Schlickenrieder überrascht von Carls Taktik

Aber auch was auf der Strecke ablief, betrachtete Schlickenrieder mit positiver Verwunderung. Carl, die als Ersatzläuferin für die sich nicht fit fühlende Sauerbrey ins Rennen rückte, zeigte eine so nicht erwartete taktische Meisterleistung. "Dann macht die Vici etwas, was sie noch nicht gemacht hat. Sie ist wie schon in der Staffel ein taktisch exzellentes Rennen gelaufen. Das hätte ihr so niemand zugetraut", so Schlickenrieder.

Vor allem die Herangehensweise am Berg sei entscheidend gewesen: "Die meisten haben sich gedacht, dass sie den ersten Berg hochrennt und dann blitzeblau ist. Und dann zieht sie in einer Weltklasse-Manier dieses Rennen durch", war Schlickenrieder selbst baff und fragte: "Chapeau. Wo kommt das her?"

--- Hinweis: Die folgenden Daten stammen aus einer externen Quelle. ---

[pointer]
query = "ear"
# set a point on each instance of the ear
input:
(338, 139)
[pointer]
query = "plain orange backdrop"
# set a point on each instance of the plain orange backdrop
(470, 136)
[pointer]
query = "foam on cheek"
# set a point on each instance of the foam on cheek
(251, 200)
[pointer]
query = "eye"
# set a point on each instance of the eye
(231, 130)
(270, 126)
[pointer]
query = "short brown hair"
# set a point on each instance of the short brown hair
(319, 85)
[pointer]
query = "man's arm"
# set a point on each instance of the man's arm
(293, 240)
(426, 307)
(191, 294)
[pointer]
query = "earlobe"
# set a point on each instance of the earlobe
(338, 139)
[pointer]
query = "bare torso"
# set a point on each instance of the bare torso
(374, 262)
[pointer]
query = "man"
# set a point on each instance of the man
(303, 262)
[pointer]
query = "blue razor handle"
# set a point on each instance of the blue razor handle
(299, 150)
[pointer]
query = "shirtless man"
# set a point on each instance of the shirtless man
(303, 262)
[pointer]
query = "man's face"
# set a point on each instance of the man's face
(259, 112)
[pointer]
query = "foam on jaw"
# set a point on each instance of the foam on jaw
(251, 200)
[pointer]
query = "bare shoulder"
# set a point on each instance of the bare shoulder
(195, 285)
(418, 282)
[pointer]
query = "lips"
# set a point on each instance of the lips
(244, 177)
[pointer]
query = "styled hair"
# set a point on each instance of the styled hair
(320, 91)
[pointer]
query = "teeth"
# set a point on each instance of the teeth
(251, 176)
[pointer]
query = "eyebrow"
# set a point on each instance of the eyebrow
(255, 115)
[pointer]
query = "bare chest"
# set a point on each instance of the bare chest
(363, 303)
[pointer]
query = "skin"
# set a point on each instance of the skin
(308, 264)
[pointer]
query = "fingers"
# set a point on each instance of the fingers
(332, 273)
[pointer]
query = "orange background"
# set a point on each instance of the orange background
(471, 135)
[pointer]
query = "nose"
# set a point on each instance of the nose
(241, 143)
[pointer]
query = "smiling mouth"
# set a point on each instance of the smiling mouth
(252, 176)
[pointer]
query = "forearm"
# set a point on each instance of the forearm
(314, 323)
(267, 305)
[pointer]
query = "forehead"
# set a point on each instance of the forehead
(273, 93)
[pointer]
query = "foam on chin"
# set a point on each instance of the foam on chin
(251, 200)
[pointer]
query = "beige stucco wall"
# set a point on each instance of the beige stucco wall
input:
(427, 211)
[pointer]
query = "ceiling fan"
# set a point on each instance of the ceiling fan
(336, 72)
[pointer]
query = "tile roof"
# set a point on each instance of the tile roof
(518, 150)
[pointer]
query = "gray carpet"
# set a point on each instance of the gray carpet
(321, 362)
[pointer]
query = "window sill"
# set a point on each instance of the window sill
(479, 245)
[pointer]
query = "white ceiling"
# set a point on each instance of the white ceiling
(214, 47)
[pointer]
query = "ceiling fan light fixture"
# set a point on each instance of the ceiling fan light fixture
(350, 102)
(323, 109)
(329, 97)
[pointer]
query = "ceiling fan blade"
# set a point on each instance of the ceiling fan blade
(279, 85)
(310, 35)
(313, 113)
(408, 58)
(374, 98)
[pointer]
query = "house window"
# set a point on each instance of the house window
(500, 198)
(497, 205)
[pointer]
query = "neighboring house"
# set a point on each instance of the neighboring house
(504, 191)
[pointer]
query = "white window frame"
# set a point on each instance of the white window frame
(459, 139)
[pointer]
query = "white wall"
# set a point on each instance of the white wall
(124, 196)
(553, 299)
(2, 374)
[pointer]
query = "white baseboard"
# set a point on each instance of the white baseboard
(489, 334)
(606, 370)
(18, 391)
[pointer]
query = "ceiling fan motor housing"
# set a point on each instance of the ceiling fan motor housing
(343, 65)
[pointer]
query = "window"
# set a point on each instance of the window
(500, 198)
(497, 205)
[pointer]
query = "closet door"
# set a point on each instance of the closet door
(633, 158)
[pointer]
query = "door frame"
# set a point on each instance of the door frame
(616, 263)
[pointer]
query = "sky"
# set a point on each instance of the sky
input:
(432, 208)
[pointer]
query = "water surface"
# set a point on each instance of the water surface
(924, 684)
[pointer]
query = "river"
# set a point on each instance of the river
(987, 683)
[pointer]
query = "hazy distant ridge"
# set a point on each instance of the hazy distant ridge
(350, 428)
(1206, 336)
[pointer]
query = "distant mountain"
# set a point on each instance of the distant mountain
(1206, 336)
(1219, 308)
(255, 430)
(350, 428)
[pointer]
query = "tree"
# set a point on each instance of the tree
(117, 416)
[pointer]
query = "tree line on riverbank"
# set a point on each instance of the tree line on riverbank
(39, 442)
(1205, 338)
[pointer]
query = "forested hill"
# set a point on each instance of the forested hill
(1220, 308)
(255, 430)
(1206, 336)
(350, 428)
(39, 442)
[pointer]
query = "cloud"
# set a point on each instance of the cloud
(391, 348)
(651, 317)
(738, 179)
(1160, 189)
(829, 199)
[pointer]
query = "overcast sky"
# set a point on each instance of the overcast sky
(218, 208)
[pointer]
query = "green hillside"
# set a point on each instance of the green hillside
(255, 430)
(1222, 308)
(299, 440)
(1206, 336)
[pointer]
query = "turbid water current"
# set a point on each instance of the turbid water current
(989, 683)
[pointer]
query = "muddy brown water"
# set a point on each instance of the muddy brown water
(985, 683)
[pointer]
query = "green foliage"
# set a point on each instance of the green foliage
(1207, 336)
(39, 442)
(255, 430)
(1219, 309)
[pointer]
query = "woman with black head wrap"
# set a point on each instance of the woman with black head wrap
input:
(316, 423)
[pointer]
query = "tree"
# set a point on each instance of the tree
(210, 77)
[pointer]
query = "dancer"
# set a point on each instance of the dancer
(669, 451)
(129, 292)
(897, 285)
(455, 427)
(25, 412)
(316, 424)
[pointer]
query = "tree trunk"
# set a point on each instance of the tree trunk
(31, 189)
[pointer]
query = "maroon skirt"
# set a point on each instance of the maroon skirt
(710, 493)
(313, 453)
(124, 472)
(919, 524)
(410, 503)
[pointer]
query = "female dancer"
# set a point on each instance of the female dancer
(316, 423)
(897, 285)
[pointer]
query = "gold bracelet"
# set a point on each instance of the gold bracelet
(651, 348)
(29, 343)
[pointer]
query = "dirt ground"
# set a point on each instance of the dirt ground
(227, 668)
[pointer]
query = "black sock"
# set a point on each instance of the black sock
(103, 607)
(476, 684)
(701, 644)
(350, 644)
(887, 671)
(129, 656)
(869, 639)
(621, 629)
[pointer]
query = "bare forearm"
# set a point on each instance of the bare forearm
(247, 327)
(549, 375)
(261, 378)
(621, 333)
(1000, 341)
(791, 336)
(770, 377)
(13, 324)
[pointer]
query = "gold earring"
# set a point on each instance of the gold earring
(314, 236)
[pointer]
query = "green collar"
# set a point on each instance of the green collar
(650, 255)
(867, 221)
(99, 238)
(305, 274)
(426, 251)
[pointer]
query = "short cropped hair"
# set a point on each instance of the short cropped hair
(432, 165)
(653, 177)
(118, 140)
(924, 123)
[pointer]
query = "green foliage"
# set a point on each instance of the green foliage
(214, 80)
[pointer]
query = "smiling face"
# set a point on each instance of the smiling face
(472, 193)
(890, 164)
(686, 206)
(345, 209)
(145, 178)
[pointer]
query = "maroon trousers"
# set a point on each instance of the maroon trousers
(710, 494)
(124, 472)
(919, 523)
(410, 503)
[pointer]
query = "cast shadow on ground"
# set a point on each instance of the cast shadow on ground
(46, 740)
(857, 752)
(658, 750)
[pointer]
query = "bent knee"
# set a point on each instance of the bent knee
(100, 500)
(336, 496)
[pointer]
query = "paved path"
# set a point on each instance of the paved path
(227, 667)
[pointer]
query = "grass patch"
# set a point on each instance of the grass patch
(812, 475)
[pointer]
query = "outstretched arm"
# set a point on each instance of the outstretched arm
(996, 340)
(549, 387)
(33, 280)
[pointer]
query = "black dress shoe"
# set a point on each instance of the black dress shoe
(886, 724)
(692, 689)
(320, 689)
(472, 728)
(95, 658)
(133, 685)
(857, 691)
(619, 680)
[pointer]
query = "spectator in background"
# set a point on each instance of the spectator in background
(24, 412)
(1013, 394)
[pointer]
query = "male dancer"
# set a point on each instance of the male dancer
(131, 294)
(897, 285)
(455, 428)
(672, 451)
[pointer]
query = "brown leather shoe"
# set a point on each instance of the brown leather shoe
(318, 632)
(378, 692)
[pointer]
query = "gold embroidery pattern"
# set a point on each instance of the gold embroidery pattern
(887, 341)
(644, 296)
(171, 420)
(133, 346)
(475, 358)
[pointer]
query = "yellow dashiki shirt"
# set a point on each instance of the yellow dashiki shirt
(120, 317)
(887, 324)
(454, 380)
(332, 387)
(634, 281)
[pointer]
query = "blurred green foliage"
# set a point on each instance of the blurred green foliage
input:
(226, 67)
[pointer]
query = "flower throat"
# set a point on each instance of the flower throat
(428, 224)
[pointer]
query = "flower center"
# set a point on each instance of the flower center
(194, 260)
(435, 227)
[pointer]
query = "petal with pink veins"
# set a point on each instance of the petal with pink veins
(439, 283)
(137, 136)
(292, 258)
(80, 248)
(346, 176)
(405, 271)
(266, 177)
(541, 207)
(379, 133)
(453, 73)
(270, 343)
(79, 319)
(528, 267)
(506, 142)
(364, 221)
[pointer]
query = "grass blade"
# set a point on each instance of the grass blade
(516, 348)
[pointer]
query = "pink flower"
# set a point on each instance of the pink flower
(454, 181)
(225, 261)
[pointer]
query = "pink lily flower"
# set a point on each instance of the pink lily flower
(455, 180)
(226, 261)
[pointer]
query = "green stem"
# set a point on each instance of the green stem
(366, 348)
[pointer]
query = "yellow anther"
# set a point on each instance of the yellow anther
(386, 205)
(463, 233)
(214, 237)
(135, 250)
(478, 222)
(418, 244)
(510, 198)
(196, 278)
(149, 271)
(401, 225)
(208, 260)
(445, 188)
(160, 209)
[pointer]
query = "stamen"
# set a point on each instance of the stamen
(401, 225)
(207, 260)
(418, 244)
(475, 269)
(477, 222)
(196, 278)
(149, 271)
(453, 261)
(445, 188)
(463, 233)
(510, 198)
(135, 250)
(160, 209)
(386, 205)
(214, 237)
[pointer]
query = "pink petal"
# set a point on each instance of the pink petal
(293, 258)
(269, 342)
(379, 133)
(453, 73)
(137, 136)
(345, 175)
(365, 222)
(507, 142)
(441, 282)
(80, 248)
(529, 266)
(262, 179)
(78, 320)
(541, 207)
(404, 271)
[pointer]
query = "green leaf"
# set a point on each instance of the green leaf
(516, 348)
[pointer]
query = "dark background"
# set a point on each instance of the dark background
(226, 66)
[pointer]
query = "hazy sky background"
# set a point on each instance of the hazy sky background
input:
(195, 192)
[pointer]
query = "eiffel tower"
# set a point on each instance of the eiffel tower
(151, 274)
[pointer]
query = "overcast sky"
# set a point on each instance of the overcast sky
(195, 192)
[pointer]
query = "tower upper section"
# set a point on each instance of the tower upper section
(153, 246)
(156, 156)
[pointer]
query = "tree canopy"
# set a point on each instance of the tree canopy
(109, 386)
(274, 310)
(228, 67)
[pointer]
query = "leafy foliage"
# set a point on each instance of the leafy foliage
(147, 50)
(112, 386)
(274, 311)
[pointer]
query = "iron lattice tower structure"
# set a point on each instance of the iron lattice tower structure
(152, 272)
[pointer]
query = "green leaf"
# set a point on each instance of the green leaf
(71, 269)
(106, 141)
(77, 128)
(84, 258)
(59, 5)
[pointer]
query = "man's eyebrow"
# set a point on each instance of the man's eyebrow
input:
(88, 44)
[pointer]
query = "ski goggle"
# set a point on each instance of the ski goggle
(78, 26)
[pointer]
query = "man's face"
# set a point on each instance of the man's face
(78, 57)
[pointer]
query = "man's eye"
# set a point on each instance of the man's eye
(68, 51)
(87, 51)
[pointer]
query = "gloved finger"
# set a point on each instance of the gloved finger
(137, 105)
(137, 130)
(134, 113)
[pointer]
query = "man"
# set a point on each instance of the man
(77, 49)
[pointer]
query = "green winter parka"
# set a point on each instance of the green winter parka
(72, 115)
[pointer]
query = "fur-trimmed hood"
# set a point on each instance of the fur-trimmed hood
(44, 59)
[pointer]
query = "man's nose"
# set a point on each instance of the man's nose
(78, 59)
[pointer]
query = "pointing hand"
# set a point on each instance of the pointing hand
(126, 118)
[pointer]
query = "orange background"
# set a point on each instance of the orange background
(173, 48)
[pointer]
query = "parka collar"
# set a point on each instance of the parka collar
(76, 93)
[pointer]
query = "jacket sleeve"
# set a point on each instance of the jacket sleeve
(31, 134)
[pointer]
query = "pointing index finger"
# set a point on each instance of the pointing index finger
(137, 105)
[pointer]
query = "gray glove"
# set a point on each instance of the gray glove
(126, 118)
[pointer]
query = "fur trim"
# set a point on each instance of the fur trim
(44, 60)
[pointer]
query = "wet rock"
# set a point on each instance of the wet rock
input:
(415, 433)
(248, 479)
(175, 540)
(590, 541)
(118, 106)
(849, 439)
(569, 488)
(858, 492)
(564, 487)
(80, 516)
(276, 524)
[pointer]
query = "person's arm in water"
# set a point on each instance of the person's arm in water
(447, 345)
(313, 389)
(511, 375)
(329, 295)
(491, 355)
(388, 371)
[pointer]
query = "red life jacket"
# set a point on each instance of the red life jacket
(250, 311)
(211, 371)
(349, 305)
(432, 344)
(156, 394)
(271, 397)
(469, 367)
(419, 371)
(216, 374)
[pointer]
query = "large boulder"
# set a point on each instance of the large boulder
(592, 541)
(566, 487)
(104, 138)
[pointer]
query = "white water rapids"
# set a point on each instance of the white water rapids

Erstes Olympia-Gold nach zwölf Jahren

2010 war es das letzte Mal, dass sich der DSV über eine Goldmedaille freuen durfte. Vor fast genau zwölf Jahren waren in den kanadischen Bergen die deutschen Frauen im Teamsprint die schnellsten Läuferinnen. Claudia Nystad und Evi Sachenbacher-Stehle standen damals ganz oben auf dem Podest.

Gab es im Whistler Olympic Park neben Gold noch vier weitere Silbermedaillen für die schwarz-rot-goldenen Athletinnen und Athleten, war die Bilanz bei den vergangenen beiden Winterspielen sehr überschaubar. Die letzte Beteiligung an einer olympischen Siegerehrung gab es nach Staffel-Bronze durch die deutschen Frauen 2014 in Sotschi. In Südkorea ging das Team komplett leer aus.

Neuaufbau unter Schlickenrieder

Es folgte der Wechsel an der Spitze hin zu Peter Schlickenrieder. Der betonte bei jeder Möglichkeit den langsamen Neuaufbau des Teams, wollte zu keinem Zeitpunkt zu viele Erwartungen schüren. Und er sollte Recht behalten.

Zwar gab es immer wieder ein paar gute Einzelresultate, für ganz vorne aber sollte es nicht reichen. Fünf Podestplätze - aber keinen Sieg - im Weltcup gab es seit seinem Amtsantritt im April 2018. Bei den beiden Weltmeisterschaften in seiner Amtszeit gab es keine Medaille für das DSV-Team.

Deutschem Haus steht "Flutung" bevor

Vor den Winterspielen in China hatte Schlickenrieder stets auf die Teamwettbewerbe verwiesen, wenn er danach gefragt wurde, wo seine Sportlerinnen und Sportler Chancen auf Edelmetall haben würden. Von der Entwicklung und den Erfolgen war aber auch er überrascht. Das Ganze richtig zu realisieren, könne "zehn oder 20 Jahre dauern".

Nun gilt es, das Erreichte auch gebührend zu feiern. Auch wenn Carl zum Abschluss der Spiele noch über die 30 Kilometer zum Einsatz kommt, glaubt Schlickenrieder, dass das deutsche Haus heute "geflutet wird. Unser Zeremonienmeister Stefan Schwarzbach hat heute eine große Aufgabe. Ich hoffe, er ist gut vorbereitet."